Michael Epstein Memorial Library || Listen || Watch
Like any other flourishing skill, many musicians believe that in order to improve and progress, practice can never hurt. For a few, this includes consistently releasing music in a timely manner: staying fresh and alert. For others, this includes immersing yourself in various projects where your talents remain attentive and invigorated. While dreaming about the vastness of music Michael J. Epstein realized that creating a cast of women – some chosen because of their outgoing personalities, in spite of their musical ability – would offer the opportunities to attack music with a new perspective. A literal professor on hearing science, as The Michael J. Epstein Memorial Library, Epstein and Co. have delivered Volume One for a project that looks to have many solid moments in the future…Adequacy

Golden Bloom || Listen || Watch
Remember the name Shawn Fogel. It sounds like in the recent past he’s had some innocuous bands and I believe this is the first record he has done under the Golden Bloom moniker. Still, don’t let the rookie tag scare you off and don’t hesitate to give it a listen as Fan the Flames is terrific. A pop record all the way with hooks that are both occasionally obvious yet totally effective.

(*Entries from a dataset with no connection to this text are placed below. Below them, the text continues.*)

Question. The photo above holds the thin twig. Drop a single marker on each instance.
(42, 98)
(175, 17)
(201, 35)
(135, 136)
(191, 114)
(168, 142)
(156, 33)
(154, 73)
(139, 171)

Opening cut “E.H.M” starts with some catchy roller rink organ and then a searing guitar hook to equal one of the catchiest songs you’ll hear all year while on “Doomsday Devices” you might mistake his vocals for Jeff Tweedy but Tweedy hasn’t delivered anything this snappy since Wilco’s debut record. He slows thing down a bit for “She Leaves Me Poetry’ which ends up diving into a lush pool of orchestration and melody while “The Mountainside Says” seems to veer off a bit into Dylan/The Band territory and again, to near-perfect effect. In the press kit Fogel stated that “these songs come from a frustrated optimism or an optimistic frustration.” They say the greatest art comes from the most pain and while I don’t claim to know where Fogel’s head was at when he wrote Fan the Flames , it’s ok. I don’t want to read too much into it. I just want to listen to these 9 superb songs and marvel at their simple beauty. Blurt

Miracle Parade || Listen || Watch
Christopher Pappas might be primarily known in tastemaker circles as the frontman for the sorely underrated Boston-based indie rock band The Everyday Visuals, not to mention the musical director of the award-winning theatrical production Pope! An Epic Musical, which was all the rage at the New York International Fringe Festival last year. But the New Hampshire-born songwriter/multi-instrumentalist begins a new chapter of his decade-and-a-half-long career with Miracle Parade, a rustic one-man project whose sound echoes the heady harmonies that billowed from California’s Laurel Canyon in the days when Judee Sill, Gene Clark and David Crosby held court in the hallowed halls of the Hollywood Hills. After sending a cache of homemade demos to Little Record Company, the label helmed by Rilo Kiley bassist Pierre De Reeder, Pappas’ Parade was quickly signed aboard the budding imprint. The musician subsequently moved to the inspirational heart of his new sonic muse, Los Angeles, to record this exquisite debut album with De Reeder behind the engineering desk.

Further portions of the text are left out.